Fast forward to this week, when Verizon’s Lapdock-worthy smartphone finally made it to market. The Droid Bionic is powerful enough when you consider it is the first dual-core 4G LTE smartphone. Add onto it that one of the accessories turns it into a laptop, and you’ve got a pretty cool handset for the student on the go or the savvy jetsetter, right? As it turns out, there’s a kind of hitch.
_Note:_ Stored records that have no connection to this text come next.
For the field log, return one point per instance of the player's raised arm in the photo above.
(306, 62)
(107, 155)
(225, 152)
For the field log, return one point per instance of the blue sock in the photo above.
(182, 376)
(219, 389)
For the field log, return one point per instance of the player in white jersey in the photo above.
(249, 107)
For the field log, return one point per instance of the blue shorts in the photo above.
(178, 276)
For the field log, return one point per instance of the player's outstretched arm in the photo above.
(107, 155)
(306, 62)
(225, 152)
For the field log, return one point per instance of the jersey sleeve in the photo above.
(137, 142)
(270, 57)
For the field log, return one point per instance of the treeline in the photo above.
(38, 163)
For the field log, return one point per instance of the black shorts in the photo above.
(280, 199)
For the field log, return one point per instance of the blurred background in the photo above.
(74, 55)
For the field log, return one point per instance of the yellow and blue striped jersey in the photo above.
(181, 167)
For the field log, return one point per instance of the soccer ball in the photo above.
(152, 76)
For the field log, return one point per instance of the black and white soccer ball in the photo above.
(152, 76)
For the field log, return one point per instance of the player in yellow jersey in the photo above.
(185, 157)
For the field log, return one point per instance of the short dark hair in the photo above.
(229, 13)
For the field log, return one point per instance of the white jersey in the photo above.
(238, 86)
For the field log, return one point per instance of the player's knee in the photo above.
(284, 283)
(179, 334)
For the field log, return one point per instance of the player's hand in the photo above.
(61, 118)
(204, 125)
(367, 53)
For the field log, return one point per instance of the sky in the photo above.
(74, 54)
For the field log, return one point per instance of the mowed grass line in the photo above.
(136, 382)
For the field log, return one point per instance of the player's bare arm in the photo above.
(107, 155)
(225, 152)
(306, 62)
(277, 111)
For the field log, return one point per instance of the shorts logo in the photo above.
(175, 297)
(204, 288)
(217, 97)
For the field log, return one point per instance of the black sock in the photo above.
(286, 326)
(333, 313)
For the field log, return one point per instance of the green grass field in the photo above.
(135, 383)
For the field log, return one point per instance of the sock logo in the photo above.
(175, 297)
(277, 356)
Upon receiving the Bionic, one of the first things I wanted to do was stick it in the Lapdock for the Motorola Atrix and give it a whirl. The Lapdock’s larger screen, 10+ hours of battery life, and the ability to browse on a proper web browser are pretty appealing features to have with you on the go. Plus the Lapdock is smaller than a Chromebook or Macbook Air, and just as light. A funny thing happened when I tried, though. It turns out that the HDMI port and the MicroUSB ports are flipped backwards compared to the Atrix.

This means that if you have an Atrix dock, or if you tried to get one on the cheap from eBay, or maybe you decided to make the switch from AT&T to Verizon because they have a phone that supports this $300 accessory, you’re out of luck.



Why have Motorola and/or Verizon chosen to do this? What benefit could there be to have an entirely separate product that is imperceptibly identical until you try to use it on something else? I find it hard to believe that the profit margins would be affected so badly that it was decided that a different model was needed to keep those tricky consumers from trying to sneak one by.

Neither Verizon nor Motrola have offered a statement to explain the reason for this, but for now be careful when ordering a Lapdock for your Motorola smartphone, because it might not be the right one.